Нахмурившись, Альен промолчал. Почему увильнула от ответа? К тому же в разговоре с мужем упомянули каких-то пришлых людей, и упомянули со страхом. Не лучше ли назваться чужим именем?..

Но старуха поняла заминку по-своему.

– Не помнишь?

– Нет, – с облегчением солгал он. Скривился и потер виски, благо голова действительно гудела как котел. – Все в тумане.

– Болезный, – вздохнула Рина. – Ладно, и не таких выхаживала. Только б поесть тебе надобно.

Бабка открыла заслонку на печи и кинула внутрь пару поленьев. Затем достала с полки горшок, ссыпала туда из худого мешочка жменю пшеницы вперемешку с отрубями и какими-то травинками, залила водой.

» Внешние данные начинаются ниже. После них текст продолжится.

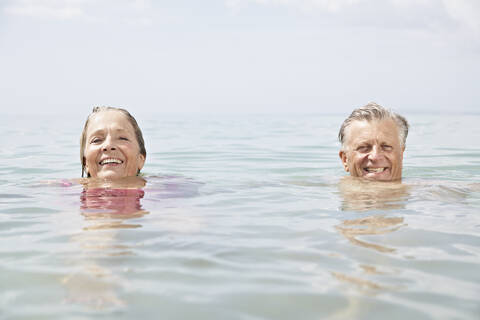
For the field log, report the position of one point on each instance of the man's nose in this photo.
(375, 153)
(108, 144)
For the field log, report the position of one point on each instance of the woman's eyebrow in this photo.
(96, 132)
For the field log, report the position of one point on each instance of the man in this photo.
(373, 141)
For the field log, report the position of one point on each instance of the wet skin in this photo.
(112, 150)
(373, 150)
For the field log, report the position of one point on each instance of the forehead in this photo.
(364, 130)
(109, 119)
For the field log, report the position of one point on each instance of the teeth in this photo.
(110, 161)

– Я не голоден, – сказал правитель, заметив, с какой осторожностью хозяйка обращается с зерном. – Вам нужнее.

– Поделимся, не обеднеем. Некуда беднеть.

– Но ведь торговля началась, власти в каждое селение отправляют муку, рыбу.

– Где-то раздают, а мы совсем на отшибе. Старик мой, Ив, к соседям ходил. Те говорят, да, прикатывали обозники. Но поглядели, что землю возделывать некому, оставили три мешка ржи на пропитание и уехали дальше. А следом солдаты заглянули, последнего мальчугана забрали.